Shadows blanketed the worn concrete, making it difficult to discern the faces behind the handmade signs. The air was moist. The threat of rain loomed in the winter night’s sky.
Harmonized voices careened across Raleigh’s downtown corridor, carrying the chorus of the civil rights anthem: We Shall Overcome. We Shall Overcome.
The moment was composed, tranquil — what one might expect from a prayer vigil — but this was a protest against a bill to block undocumented immigrants from accessing higher education, and patience was not had by all.
“Can we hurry up the process? Can we do it today?!” cracked Viridiana Martinez, a high school graduate who grew up in Sanford N.C. after leaving Mexico with her family at the age of seven.
She is the blunt and outspoken leader of the N.C. Dream Team, a group of undocumented immigrants and their supporters who are dedicated to expanding rights for the state’s undocumented community.
The Dream Team, along with the Adelante Education Coalition and other supporters of immigrant rights, joined together Tuesday to speak out against HB 11, titled “No Postsecondary education/illegal aliens.”
The bill, introduced Jan. 27 in the N.C. House, would ban undocumented immigrants from the state’s universities and community colleges.
The debate about access to education for undocumented students has escalated in recent years. In 2004, the UNC system adopted new policy guidelines permitting undocumented students to attend its universities.
The North Carolina Community College System embraced the same policy in 2009 after receiving the results of a study it commissioned on the issue.

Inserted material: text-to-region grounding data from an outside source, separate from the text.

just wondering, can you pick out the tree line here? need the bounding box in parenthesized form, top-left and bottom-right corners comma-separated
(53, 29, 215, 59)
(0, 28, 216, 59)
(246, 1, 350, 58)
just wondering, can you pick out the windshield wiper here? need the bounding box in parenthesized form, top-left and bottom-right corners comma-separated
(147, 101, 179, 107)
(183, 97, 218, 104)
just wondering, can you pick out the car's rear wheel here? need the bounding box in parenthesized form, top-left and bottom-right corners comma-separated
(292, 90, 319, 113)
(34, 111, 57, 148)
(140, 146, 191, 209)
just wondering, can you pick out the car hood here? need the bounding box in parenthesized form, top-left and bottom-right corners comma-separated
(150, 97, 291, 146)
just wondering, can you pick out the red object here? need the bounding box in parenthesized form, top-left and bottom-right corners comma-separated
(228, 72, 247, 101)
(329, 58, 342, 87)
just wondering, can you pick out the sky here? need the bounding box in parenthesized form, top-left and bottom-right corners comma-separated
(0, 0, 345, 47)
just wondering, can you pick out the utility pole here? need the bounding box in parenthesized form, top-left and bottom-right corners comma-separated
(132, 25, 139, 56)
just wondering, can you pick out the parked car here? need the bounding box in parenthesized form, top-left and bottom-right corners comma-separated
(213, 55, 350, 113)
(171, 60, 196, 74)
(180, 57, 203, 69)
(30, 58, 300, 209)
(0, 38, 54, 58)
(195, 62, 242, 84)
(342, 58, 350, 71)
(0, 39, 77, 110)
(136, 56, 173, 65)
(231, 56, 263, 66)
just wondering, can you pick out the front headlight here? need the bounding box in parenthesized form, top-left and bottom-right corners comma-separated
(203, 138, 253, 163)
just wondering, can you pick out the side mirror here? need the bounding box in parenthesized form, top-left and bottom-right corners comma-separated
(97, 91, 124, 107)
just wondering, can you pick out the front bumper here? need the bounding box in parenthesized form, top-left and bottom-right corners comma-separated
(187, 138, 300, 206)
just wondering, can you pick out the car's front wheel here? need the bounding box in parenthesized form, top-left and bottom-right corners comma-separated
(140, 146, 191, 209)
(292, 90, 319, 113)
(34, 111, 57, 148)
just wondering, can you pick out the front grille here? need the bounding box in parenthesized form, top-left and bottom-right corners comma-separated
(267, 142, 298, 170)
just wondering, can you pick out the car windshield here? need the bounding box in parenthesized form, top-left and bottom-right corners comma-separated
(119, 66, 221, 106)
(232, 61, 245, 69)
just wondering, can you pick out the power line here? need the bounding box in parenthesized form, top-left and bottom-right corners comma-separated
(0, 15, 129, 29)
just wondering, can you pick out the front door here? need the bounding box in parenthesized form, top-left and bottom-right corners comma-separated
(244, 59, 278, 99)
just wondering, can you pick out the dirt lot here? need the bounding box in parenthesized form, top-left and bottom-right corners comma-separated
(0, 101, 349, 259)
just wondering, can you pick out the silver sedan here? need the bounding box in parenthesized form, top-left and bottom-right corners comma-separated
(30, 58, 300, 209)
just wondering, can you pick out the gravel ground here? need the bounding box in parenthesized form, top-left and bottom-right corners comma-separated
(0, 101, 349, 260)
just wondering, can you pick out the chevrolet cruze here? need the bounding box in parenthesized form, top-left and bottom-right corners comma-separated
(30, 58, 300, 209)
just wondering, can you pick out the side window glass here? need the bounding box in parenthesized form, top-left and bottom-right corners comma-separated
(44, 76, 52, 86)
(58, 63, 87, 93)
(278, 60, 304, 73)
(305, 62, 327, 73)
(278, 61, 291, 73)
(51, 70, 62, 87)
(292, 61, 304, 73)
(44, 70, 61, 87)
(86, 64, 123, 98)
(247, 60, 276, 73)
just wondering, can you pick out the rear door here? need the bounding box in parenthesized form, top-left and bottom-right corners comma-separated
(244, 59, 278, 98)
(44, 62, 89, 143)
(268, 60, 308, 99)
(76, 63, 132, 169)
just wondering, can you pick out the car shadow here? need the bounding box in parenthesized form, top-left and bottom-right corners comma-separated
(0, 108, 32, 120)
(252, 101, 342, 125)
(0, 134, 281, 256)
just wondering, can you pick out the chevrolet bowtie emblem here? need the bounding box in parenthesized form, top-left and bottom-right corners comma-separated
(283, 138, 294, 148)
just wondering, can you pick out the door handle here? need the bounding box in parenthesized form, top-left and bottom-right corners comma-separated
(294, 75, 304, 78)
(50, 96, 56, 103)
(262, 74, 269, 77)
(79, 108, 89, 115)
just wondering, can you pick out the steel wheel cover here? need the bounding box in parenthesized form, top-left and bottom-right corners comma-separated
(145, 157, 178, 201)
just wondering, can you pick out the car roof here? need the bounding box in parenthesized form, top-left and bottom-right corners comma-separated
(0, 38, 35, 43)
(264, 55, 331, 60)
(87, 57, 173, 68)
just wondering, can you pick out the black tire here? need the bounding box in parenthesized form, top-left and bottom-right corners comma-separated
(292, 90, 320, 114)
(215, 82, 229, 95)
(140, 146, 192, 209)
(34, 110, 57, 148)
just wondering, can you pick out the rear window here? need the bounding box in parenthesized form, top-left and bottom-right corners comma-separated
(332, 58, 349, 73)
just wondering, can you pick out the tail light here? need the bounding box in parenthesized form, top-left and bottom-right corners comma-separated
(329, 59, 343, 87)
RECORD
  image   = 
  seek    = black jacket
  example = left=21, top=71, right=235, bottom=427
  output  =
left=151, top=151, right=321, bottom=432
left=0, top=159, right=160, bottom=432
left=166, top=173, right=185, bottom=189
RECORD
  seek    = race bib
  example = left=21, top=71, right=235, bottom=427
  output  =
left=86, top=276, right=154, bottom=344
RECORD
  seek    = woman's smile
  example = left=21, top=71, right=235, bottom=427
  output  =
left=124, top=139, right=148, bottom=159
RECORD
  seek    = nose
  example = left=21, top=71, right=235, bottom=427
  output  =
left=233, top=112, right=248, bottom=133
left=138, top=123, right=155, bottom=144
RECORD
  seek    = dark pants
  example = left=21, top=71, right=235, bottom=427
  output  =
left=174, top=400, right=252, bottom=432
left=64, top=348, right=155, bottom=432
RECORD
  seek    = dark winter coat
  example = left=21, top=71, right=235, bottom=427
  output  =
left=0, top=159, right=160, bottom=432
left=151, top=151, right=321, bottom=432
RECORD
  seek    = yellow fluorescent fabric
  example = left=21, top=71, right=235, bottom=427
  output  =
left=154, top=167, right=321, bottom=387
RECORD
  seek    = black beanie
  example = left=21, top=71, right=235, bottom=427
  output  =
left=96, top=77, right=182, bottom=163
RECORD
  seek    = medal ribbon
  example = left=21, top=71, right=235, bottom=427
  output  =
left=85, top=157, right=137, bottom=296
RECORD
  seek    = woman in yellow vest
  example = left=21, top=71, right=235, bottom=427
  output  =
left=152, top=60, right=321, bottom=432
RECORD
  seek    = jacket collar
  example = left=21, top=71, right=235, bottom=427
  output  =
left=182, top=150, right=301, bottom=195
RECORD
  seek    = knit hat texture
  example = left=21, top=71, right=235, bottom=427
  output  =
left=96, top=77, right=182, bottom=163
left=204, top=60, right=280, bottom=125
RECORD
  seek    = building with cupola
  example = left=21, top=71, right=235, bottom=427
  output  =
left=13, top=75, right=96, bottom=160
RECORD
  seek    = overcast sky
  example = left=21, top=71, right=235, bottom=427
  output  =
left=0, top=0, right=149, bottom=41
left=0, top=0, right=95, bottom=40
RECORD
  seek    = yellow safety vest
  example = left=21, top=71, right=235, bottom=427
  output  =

Rep. George Cleveland (R-Onslow) introduced HB 11 last Thursday, setting off an email exchange between himself and N.C. Dream Team activist Ian Smith-Overman.
“I find it revolting that an American thinks that we should financially support people that cannot legally work in this country through taxpayer subsidized education,” wrote Cleveland in an email response to Smith-Overman.
“If you feel so strongly about this issue find an illegal and pay for their education at a private university.”
Rep. Cleveland could not be reached for comment.
In North Carolina, undocumented students are required to pay out-of-state tuition rates and are not eligible for financial aid. The IRS and the North Carolina Department of Revenue collect taxes from undocumented immigrants by issuing Individual Taxpayer Identification Numbers, or ITINs, which function like a Social Security number.
Chris Fitzsimon, the executive director of N.C. Policy Watch, a progressive Raleigh-based think-tank, said it was “absurd” to suggest that undocumented immigrants are not part of the tax base.
“Anytime they buy anything they pay taxes,” he said. “When they buy gas they pay taxes. They subsidize our retirement system.”
On the national stage, the DREAM Act would give eligible undocumented immigrants who entered the U.S. before the age of 16 a temporary legal status and an eventual path to citizenship for time spent in postsecondary education or military service.
The act passed the U.S. House of Representatives in December before narrowly failing in the U.S. Senate.
Back on the streets in Raleigh, Martinez suggested that lawmakers supporting the house bill do not see her and other undocumented immigrants as “human beings.”
“We could be his grandchildren,” Martinez said. “Our parents just want the best for us, and I’m sure he would have crossed the border too if he had to, to take care of his family.
“I think he has to put himself in our shoes and in the shoes of our parents. And he isn’t doing that.”
HB 11 is currently awaiting action in the N.C. House education committee, said Jordan Shaw, spokesman for N.C. House Speaker Thom Tillis (R-Mecklenburg).